Silver in Tengyueh is the purest Szechuen or Yunnanese silver. Rupees are also current, and at this time were equivalent to 400 cash—the tael at the same time being worth 1260 cash. Every 10 taels, costing me 30s. in Shanghai, I could exchange in Tengyueh for 31 rupees. Rupees are the chief silver currency west from Tengyueh into Burma.
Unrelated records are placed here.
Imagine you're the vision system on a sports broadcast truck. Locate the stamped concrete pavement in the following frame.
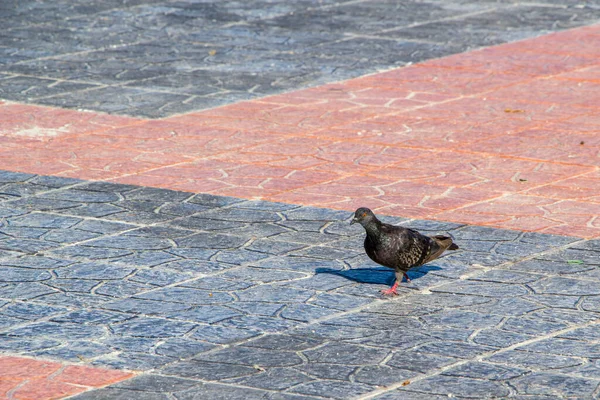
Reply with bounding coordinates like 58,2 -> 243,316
0,172 -> 600,400
0,0 -> 600,400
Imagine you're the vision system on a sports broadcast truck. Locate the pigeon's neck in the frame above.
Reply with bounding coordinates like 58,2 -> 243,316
364,218 -> 381,238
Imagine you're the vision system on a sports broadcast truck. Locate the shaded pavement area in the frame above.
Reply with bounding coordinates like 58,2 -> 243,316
0,0 -> 600,400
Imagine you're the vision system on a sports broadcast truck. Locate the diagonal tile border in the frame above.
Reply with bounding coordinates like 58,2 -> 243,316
0,172 -> 600,400
0,26 -> 600,238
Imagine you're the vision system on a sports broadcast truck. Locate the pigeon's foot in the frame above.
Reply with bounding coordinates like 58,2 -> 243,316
381,282 -> 398,296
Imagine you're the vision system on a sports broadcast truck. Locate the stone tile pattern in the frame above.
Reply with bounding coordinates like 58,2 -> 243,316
0,172 -> 600,400
0,356 -> 133,400
0,26 -> 600,238
0,0 -> 600,118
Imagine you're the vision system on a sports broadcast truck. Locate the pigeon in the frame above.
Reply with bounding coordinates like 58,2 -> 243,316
350,207 -> 458,296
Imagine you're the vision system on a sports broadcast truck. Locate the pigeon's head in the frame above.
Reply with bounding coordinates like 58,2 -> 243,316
350,207 -> 377,226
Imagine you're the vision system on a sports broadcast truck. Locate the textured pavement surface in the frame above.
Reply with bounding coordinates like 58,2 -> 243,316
0,172 -> 600,399
0,0 -> 600,118
0,25 -> 600,238
0,0 -> 600,400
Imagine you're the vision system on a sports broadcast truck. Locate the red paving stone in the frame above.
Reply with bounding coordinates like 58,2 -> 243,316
0,356 -> 133,400
0,26 -> 600,238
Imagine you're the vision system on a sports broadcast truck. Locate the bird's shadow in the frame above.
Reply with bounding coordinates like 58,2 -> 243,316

On May 31st I had given instructions that we were to leave early, but my men, who did not sleep in the telegraph compound, were late in coming. To still further delay me, at the time of leaving no escort had made its appearance. I did not wait for it. We marched out of the town unaccompanied, and were among the tombstones on the rise overlooking the town when the escort hurriedly overtook us. It consisted of a quiet-mannered chairen and two soldiers, one of whom was an impudent cub that I had to treat with every indignity. He was armed with a sword carried in the folds of his red cincture, in which was also concealed an old muzzle-loading pistol, formidable to look at but unloaded. This was one of the days on my journey when I wished that I had brought a revolver, not as a defence in case of danger, for there was no danger, but as a menace on occasion of anger.
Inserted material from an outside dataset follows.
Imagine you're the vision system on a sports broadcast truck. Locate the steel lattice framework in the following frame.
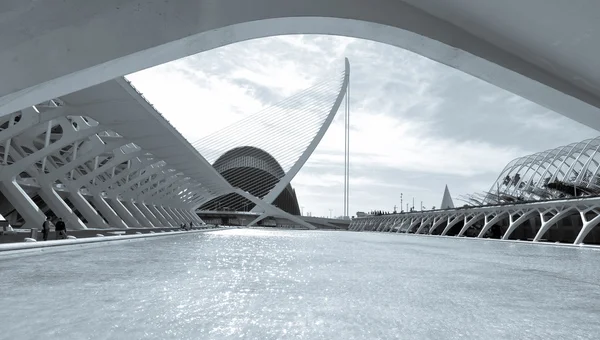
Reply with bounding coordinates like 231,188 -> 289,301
475,137 -> 600,204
Rain fell continuously. At a small village thronged with muleteers from Bhamo we took shelter for an hour. The men sipping tea under the verandahs had seen Europeans in Bhamo, and my presence evoked no interest whatever. Many of these strangers possessed an astonishing likeness to European friends of my own. Contact with Europeans, causing the phenomena of "maternal impression," was probably in a few cases accountable for the moulding of their features, but the general prevalence of the European type has yet to be explained. "My conscience! Who could ever have expected to meet you here?" I was often on the point of saying to some Chinese Shan or Burmese Shan in whom, to my confusion, I thought I recognised a college friend of my own.
Leaving the village, we followed the windings of the River Taiping, coasting along the edge of the high land on the left bank of the river.
The Suburb beyond the South Gate of Tengyueh.
(Stalls under the Umbrellas.)
Rain poured incessantly; the creeks overflowed; the paths became watercourses and were scarcely fordable. "Bones," my opium-eating coolie with the long neck, slipped into a hole which was too deep even for his long shanks, and all my bedding was wetted. It was ninety li to Nantien, the fort we were bound to beyond Tengyueh, and we finished the distance by sundown. The town is of little importance. It is situated on an eminence and is surrounded by a wall built, with that strange spirit of contrariness characteristic of the Chinese, and because it incloses a fort, more weakly than any city wall. It is not more substantial nor higher than the wall round many a mission compound. Some 400 soldiers are stationed in the fort, which means that the commander draws the pay for 1000 soldiers, and represents the strength of his garrison as 1000. Their arms are primitive and rusty muzzle-loaders of many patterns; there are no guns to be seen, if there are any in existence—which is doubtful. The few rusty cast-iron ten-pounders that lie hors de combat in the mud have long since become useless. There may be ammunition in the fort; but there is none to be seen. It is more probable, and more in accordance with Chinese practice in such matters, that the ammunition left by his predecessor (if any were left, which is doubtful) has long ago been sold by the colonel in command, whose perquisite this would naturally be.
The fort of Nantien is a fort in name only—it has no need to be otherwise, for peace and quiet are abroad in the valley. Besides, the mere fact of its being called a fort is sufficiently misleading to the neighbouring British province of Burma, where they are apt to picture a Chinese fort as a structure seriously built in some accordance with modern methods of fortification.
I was given a comfortable room in a large inn already well filled with travellers. All treated me with pleasant courtesy. They were at supper when I entered the room, and they invited me to share their food. They gave me the best table to myself, and after supper they crowded into another room in order to let me have the room to myself.